Ramp has launched Router, a platform for routing AI requests between multiple large language models through a single application programming interface. The company says it developed and used the router internally to meet its AI-related needs over the past three years before making it available to users and companies.
The move comes as technology companies increasingly build intermediary layers to manage access to AI models and the costs of using them. Router works similarly to OpenRouter, but it starts with fewer models and available options than that service.
Multiple Models and Strategies Through a Single Interface
Router provides access to models from OpenAI, Anthropic, DeepSeek, Moonshot, Minimax, Nvidia, xAI, and Z.ai. Instead of connecting applications to a single model, users can choose how to route requests according to a set of strategies provided by the service.
These options include preferring flexible usage tiers from model providers, or allowing Router to determine the most suitable model for each request based on up to three performance criteria specified by the user. Requests can also be directed to more expensive models only when they are difficult, or different models can be tested without changing the software integration each time.
The service includes a dashboard displaying data such as token spending volume, cost, response time, attempts to switch to alternative models, and other details related to request usage.
What Changes for Companies in Practice?
Router combines model access management with monitoring of token consumption and costs. This may allow companies to balance answer quality against inference costs, rather than dealing with each model provider or application separately. The service also aligns with Ramp’s existing products for monitoring AI token usage and managing related spending.

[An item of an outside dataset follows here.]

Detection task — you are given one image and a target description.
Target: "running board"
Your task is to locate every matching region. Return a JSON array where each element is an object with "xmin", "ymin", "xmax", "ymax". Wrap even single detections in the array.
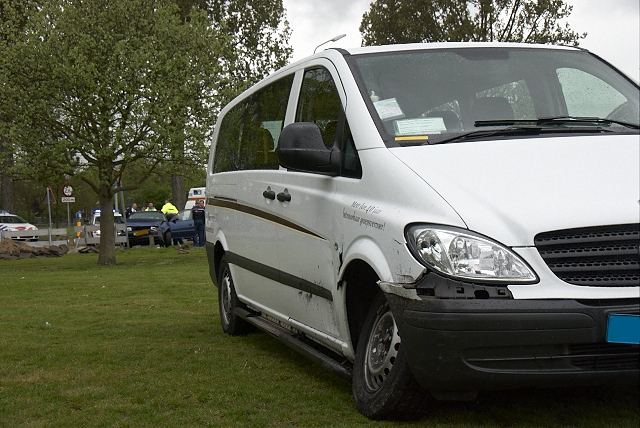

For teams testing multiple models, a unified interface could be a way to reduce operational complexity. However, the actual benefit will depend on the number of supported models, the accuracy of the routing mechanisms, and the level of control the platform provides in production environments.
Availability, Data, and Cost
The service is currently available only in the United States. It will be free through the end of 2026, while users will continue to bear the inference costs associated with AI models. Ramp also announced a $26 launch credit, but it has not yet specified the service’s price after 2026.
Router follows a data-retention policy that allows retention to be disabled, although the default setting provides for recording model inputs, outputs, and tool calls for one year. The company says it will remove personally identifiable information before using this content to improve the product. The details of how the retention opt-out is implemented remain an important consideration for organizations handling sensitive data.
Ramp’s Bet on the Inference Market
The launch of Router is not limited to adding a new tool to Ramp’s portfolio; it gives the company an entry point into the growing inference-services market and may also help it build long-term relationships with AI labs and infrastructure providers.
If Router becomes an attractive platform for testing models, as OpenRouter has, Ramp could use these relationships to reach new customers and later connect them with its expense-management products. The company raised $750 million in June at a valuation of $44 billion, according to the source article.